AI Second

Many companies these days are announcing "AI first" initiatives. Other than being good for stock prices, they believe AI is good enough for human work. I don't disagree. I use AI tools for work, and for personal reasons. I've found them to be very helpful. So then do AI think is "good" or "bad"? I believe–like everything–it depends.
It depends
The best use cases I've found for AI are the things I'm bad at: drawing art for video games, writing physics simulations, using new programming languages, preparing taxes, etc. Because these things take so long for me to figure out on my own, the results from AI are a huge time saver. Not only that, the results are better than what I can do. I don't have time to practice drawing, so I'm happy that AI can draw me a tree, even if it's soulless and devoid of anything that could be perceived as art. It lets me focus on the pieces I care about, which is writing code. Obviously hiring a human artist would be better, but also more expensive. Maybe I can do that once I have a game that makes money.
There's another category of use-cases where the stakes are very low, and there's not much skill involved: writing unit tests, taking meeting notes, preparing outlines, building static websites, etc. AI tools do these tasks perfectly fine. The results won't blow you away, but they'll save you a lot of time.
That said, I won't use AI for anything I'm good at, where quality is important to me. I'm almost never happy with the API design choices than AI agents produce. They get the job done, but aren't designed well for long term maintenance and growth. Furthermore, I've never found them good at large code refactors, in part because they start to hallucinate new functionality. Additionally, when I do a lot of writing, I don't trust AI to effectively convey what I want in text, but it's fine if it wants to check my grammar or whatever. Usually, if I have the experience to visualize the end state I want, and how to get there, AI won't meet my standards. It might be capable of bits and pieces, but it won't one-shot an entire implementation of something I'm skilled enough to make myself.
One of the reasons I think AI can't do what I'm skilled at is context. In our brains there is a lot of context we take for granted. Perhaps the AI agent can do what I want, but only if I write enough context for it. LLMs are statistical models of the collective sum of all written human knowledge. They're specifically trained to produce the expected sequence of tokens. Meaning: they're not creative. Any creativity produced by an LLM must be derived from the (human-generated) prompt. But writing a highly detailed prompted might be just as much work as doing it myself.
Mediocrity
In short, AI lifts up the bottom. It gives us all tools to make us better at things we're bad at, but it doesn't make you better at what you're good at. If you've never written code in your life, you now have access to a dozen (and counting) tools to build no-code or low-code apps. You'll never replace a real engineer with these, but now you can build something. If you've never been good at art, you can produce almost anything you want on demand. It might not be "art", but it can bring life to an empty page. If you've never been good at languages, you have an on-demand translator for hundreds of languages. It might not capture nuance or intention in your Booker Prize-winning novel or poem, but it can grow the audience of your video game or app.

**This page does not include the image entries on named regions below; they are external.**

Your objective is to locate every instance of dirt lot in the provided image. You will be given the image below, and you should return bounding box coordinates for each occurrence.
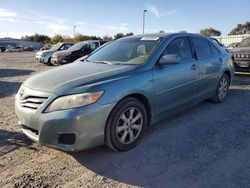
[0,52,250,188]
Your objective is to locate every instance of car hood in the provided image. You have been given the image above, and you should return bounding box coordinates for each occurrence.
[23,61,138,95]
[230,47,250,53]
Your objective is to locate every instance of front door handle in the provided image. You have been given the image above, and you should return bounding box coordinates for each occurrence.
[191,64,198,70]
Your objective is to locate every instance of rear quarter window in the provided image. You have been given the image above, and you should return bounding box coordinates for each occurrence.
[192,37,213,58]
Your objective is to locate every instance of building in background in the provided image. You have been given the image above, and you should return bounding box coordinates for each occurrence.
[0,38,43,50]
[214,34,250,46]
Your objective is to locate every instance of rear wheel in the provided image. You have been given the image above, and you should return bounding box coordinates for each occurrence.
[212,73,230,103]
[105,98,148,151]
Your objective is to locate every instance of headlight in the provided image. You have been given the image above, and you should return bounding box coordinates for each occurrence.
[42,53,48,57]
[44,91,103,112]
[63,52,71,56]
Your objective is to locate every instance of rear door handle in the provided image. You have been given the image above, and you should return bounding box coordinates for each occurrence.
[191,64,198,70]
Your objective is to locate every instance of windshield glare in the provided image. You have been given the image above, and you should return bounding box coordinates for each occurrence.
[87,37,160,65]
[50,43,62,51]
[68,42,87,51]
[238,38,250,47]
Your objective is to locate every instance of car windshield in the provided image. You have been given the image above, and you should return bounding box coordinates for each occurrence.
[87,37,161,65]
[238,38,250,47]
[50,43,62,51]
[68,42,87,51]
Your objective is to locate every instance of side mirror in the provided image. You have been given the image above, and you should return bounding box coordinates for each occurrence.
[83,45,91,52]
[159,54,181,65]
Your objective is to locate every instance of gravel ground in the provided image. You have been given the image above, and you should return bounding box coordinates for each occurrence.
[0,52,250,188]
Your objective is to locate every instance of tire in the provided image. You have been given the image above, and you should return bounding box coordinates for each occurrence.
[211,73,230,103]
[47,57,53,66]
[105,97,148,151]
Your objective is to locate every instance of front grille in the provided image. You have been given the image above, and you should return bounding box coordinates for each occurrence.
[19,96,48,109]
[234,53,250,60]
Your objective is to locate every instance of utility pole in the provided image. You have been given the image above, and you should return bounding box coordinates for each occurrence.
[73,25,76,38]
[142,10,147,34]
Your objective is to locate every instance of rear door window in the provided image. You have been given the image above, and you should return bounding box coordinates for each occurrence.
[192,37,213,58]
[210,43,220,55]
[163,37,193,61]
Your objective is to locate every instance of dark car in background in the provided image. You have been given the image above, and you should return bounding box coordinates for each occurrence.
[51,40,105,65]
[231,37,250,72]
[36,42,75,65]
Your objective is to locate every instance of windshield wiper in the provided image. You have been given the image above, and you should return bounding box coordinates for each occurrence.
[93,61,114,65]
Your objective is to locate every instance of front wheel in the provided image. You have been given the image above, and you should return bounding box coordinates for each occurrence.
[105,98,148,151]
[212,73,230,103]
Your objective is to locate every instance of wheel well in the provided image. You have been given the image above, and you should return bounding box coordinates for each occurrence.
[123,93,152,125]
[224,70,231,83]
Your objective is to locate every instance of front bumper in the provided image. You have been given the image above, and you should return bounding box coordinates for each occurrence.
[36,55,50,64]
[51,56,71,65]
[15,87,115,151]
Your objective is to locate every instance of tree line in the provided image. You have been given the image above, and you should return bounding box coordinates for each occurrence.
[21,32,134,44]
[21,22,250,44]
[200,22,250,37]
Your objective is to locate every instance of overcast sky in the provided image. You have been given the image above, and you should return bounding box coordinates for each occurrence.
[0,0,250,38]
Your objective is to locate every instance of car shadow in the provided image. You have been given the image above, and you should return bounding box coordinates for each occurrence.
[0,129,37,157]
[0,69,33,78]
[0,81,22,98]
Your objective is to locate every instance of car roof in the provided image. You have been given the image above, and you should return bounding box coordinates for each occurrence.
[121,32,206,39]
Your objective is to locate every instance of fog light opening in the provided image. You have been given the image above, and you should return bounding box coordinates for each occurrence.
[58,133,76,145]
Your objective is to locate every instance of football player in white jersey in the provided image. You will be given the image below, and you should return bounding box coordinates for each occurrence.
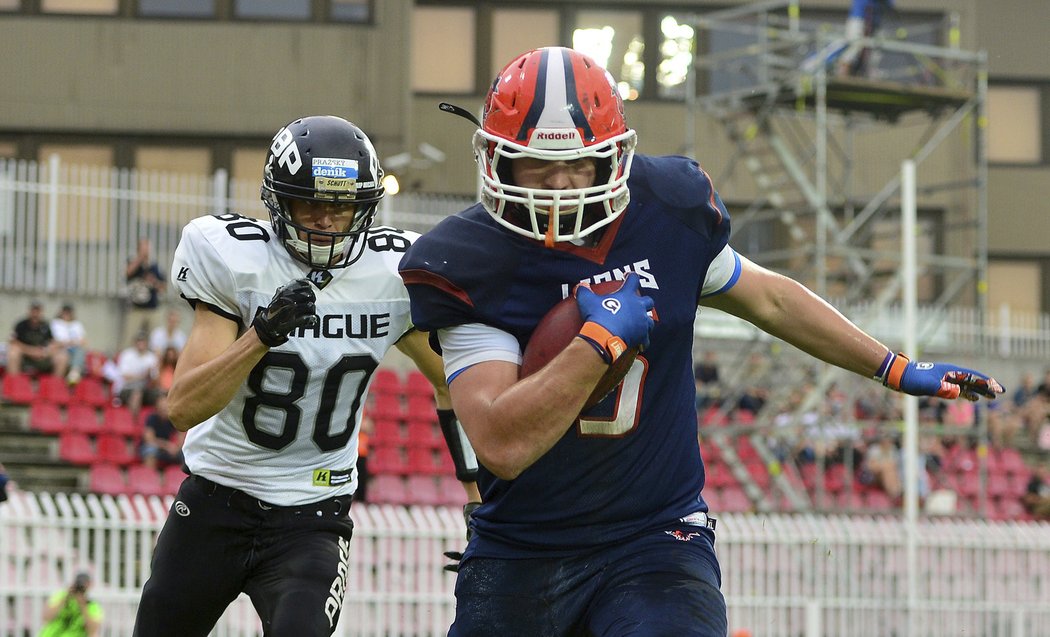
[134,116,480,637]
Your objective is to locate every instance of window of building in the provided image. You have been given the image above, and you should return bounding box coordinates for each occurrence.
[139,0,215,18]
[134,146,211,175]
[233,0,311,20]
[988,260,1044,314]
[656,14,696,100]
[572,10,646,100]
[988,85,1043,164]
[40,0,120,16]
[412,5,477,93]
[329,0,372,23]
[486,8,559,78]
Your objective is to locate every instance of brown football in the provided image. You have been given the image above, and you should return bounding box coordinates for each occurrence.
[520,281,638,409]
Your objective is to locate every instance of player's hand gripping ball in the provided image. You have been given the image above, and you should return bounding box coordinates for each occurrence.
[520,277,653,410]
[252,279,318,347]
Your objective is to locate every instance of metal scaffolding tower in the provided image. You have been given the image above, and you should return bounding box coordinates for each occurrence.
[686,0,988,508]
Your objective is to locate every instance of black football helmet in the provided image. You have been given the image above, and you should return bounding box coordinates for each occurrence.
[261,115,384,269]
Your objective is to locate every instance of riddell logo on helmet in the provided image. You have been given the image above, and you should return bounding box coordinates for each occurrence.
[529,128,584,150]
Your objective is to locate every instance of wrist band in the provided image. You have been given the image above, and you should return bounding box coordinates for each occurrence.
[576,321,627,365]
[876,352,911,391]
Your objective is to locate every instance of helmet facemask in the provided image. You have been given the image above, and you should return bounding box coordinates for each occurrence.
[474,129,636,246]
[263,190,378,269]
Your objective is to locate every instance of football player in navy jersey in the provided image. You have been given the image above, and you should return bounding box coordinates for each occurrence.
[134,115,477,637]
[400,47,1002,637]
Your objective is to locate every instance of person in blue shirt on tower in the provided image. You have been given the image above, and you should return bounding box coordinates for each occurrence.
[400,47,1003,637]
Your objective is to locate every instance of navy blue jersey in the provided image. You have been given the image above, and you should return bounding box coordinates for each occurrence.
[401,155,730,557]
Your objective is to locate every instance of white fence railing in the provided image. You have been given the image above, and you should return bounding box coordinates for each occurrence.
[6,157,1050,359]
[0,491,1050,637]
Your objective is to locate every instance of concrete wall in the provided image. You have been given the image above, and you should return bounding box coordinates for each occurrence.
[0,0,1050,310]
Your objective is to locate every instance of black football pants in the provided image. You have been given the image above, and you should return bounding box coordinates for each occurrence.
[134,475,354,637]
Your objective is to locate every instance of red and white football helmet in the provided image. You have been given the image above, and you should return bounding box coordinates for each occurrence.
[474,46,636,246]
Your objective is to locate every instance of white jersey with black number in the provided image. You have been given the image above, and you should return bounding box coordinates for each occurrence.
[171,214,418,506]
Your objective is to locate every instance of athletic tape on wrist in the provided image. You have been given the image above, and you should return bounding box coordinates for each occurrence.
[576,321,627,365]
[878,352,911,391]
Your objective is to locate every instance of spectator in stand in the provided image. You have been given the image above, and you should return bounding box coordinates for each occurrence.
[1020,369,1050,439]
[39,572,102,637]
[693,349,721,409]
[139,394,186,469]
[861,433,902,500]
[50,303,87,385]
[354,411,376,502]
[121,237,167,341]
[7,301,69,376]
[156,347,179,394]
[1021,465,1050,519]
[942,401,977,446]
[0,463,8,502]
[117,332,160,418]
[149,310,186,357]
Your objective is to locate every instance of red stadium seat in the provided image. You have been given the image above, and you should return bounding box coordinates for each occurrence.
[369,394,401,421]
[102,405,139,441]
[404,396,438,423]
[59,431,95,465]
[72,376,110,408]
[369,420,407,447]
[368,447,408,476]
[2,374,37,405]
[36,374,72,405]
[96,433,139,467]
[369,474,412,505]
[718,487,751,511]
[128,465,168,495]
[405,421,445,449]
[66,403,102,436]
[29,403,66,434]
[89,464,128,495]
[999,449,1028,473]
[408,447,444,475]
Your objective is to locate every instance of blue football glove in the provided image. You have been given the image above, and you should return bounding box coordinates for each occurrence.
[252,279,319,347]
[875,352,1006,401]
[576,273,654,364]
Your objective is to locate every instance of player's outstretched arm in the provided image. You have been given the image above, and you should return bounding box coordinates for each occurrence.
[701,257,1004,400]
[168,280,317,431]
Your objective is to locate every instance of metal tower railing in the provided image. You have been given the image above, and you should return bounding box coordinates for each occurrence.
[686,0,988,508]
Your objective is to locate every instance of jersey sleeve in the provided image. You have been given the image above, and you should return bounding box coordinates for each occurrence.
[171,217,242,322]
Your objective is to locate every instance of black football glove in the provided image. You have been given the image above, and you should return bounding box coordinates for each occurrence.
[443,502,481,573]
[252,279,318,347]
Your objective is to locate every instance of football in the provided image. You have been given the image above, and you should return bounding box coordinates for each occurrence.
[520,281,639,409]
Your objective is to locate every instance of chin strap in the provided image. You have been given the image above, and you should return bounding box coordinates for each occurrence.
[438,409,478,482]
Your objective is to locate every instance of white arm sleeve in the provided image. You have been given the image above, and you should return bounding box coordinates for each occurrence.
[700,243,740,297]
[438,323,522,382]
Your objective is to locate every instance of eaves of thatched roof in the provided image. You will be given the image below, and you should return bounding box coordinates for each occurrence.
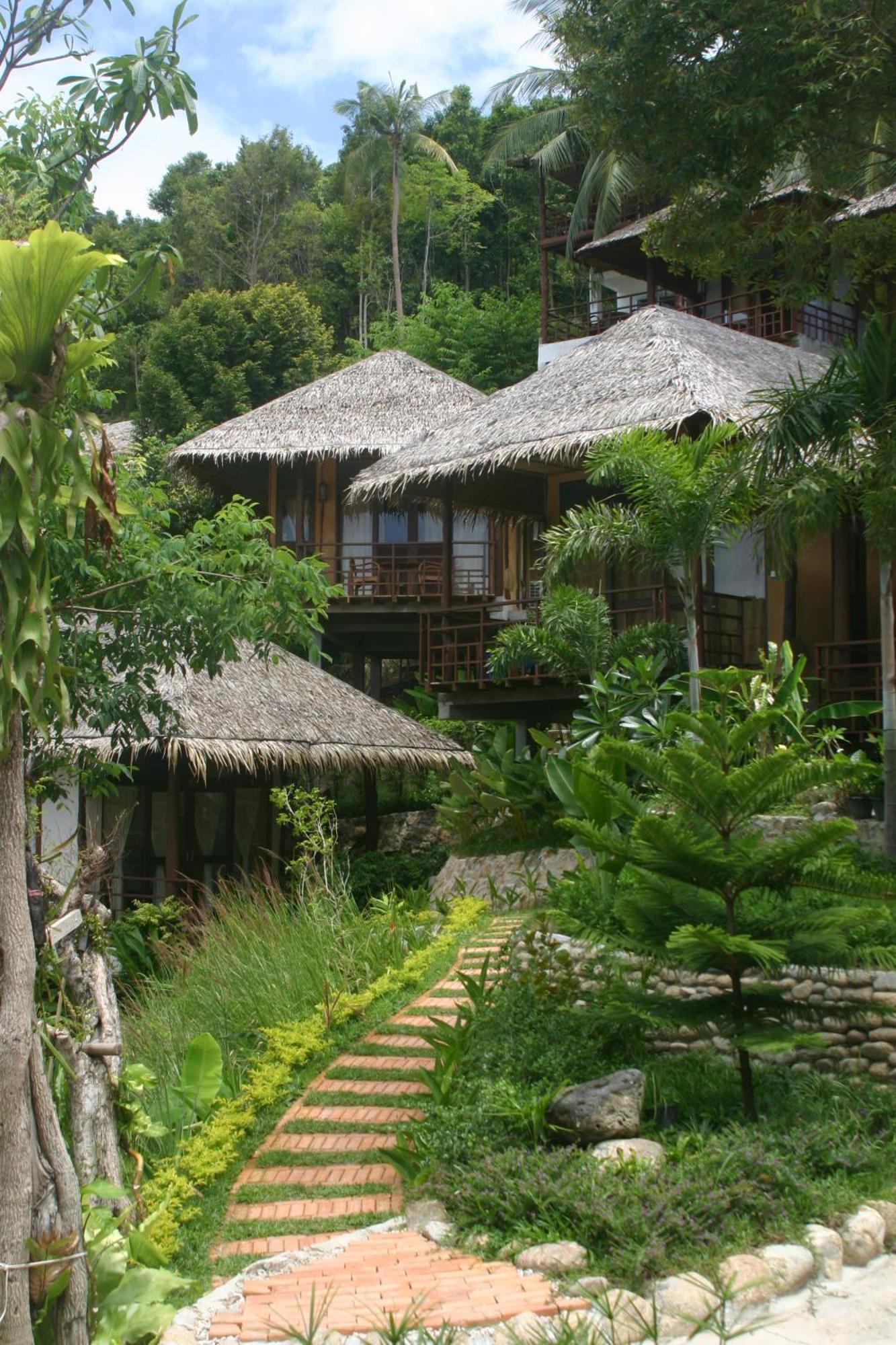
[66,644,469,779]
[348,305,827,507]
[834,183,896,222]
[171,350,485,465]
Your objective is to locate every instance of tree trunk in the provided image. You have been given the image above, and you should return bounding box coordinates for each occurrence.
[391,143,405,323]
[681,574,700,710]
[30,1034,89,1345]
[0,710,35,1345]
[880,560,896,859]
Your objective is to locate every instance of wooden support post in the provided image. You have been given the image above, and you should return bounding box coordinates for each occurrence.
[165,765,180,896]
[294,459,305,557]
[538,169,549,343]
[367,654,382,701]
[362,765,379,850]
[647,257,657,304]
[268,457,277,546]
[441,486,455,608]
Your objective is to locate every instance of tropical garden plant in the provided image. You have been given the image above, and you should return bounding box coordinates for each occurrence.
[544,424,754,709]
[567,668,896,1119]
[758,313,896,858]
[489,584,684,685]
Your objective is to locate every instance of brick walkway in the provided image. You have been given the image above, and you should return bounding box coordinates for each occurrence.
[211,916,585,1341]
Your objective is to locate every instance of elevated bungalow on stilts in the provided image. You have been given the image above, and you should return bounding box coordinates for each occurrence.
[171,350,509,697]
[40,644,467,912]
[348,305,850,722]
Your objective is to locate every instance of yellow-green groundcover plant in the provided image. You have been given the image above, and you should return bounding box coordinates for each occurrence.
[142,897,487,1256]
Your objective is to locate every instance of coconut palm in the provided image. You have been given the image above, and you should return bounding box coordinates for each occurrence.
[544,424,754,709]
[333,79,458,321]
[756,313,896,857]
[486,0,641,253]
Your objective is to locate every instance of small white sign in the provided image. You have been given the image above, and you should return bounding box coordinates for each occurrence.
[47,911,83,948]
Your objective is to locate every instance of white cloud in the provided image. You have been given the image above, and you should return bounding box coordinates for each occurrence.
[93,101,241,215]
[246,0,541,97]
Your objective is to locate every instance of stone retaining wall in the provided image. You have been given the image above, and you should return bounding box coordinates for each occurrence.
[514,933,896,1084]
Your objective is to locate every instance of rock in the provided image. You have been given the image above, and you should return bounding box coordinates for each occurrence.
[841,1205,887,1266]
[159,1322,196,1345]
[591,1139,666,1167]
[654,1271,720,1336]
[719,1252,775,1307]
[548,1069,645,1145]
[405,1200,448,1233]
[865,1200,896,1245]
[494,1313,545,1345]
[576,1275,611,1298]
[806,1224,844,1279]
[514,1243,588,1275]
[759,1243,815,1294]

We're at a point where the baseline skill for a lot of things is good enough thanks to AI. This means individually, we are capable of a lot more. But I don't think AI is yet an expert at anything. If you want the best software, you hire an expert. If you want the best art, you hire an expert. If you wan the best writing, you hire an expert. There is a corollary: in this future where AI makes us all mediocre artists, how do you become a master? Companies are hiring fewer software developers (in part) because of AI. How will we train the next generation of senior software developers if the new crop of candidates rely on AI to do mediocre work?
I'm not convinced the current models will ever be good enough to replace experts. Iterative improvements in benchmarks might make the LLMs "smarter", but they don't make them better decision makers. They don't have anything at stake, so they can't make long-term/short-term trade-offs like a human. They have no accountability, so they don't care if they mess up. They don't experience the human condition, so they can't make artistic choices. They only "know" what you tell them in the prompt, and no more.
One person can get a lot more done with AI than they can alone, but the results just won't be that good. AI can do the job of mediocre humans. No company wants to hire mediocre humans to begin with, but that's because mediocre humans are expensive! By comparison, AI is cheap. When a company says something like "AI first," I don't assume they mean they will replace humans with AI. I assume it means they want more mediocrity. Sometimes that's fine–plenty of businesses want quantity over quality. But for anyone that wants excellence, reach for humans first, and AI second.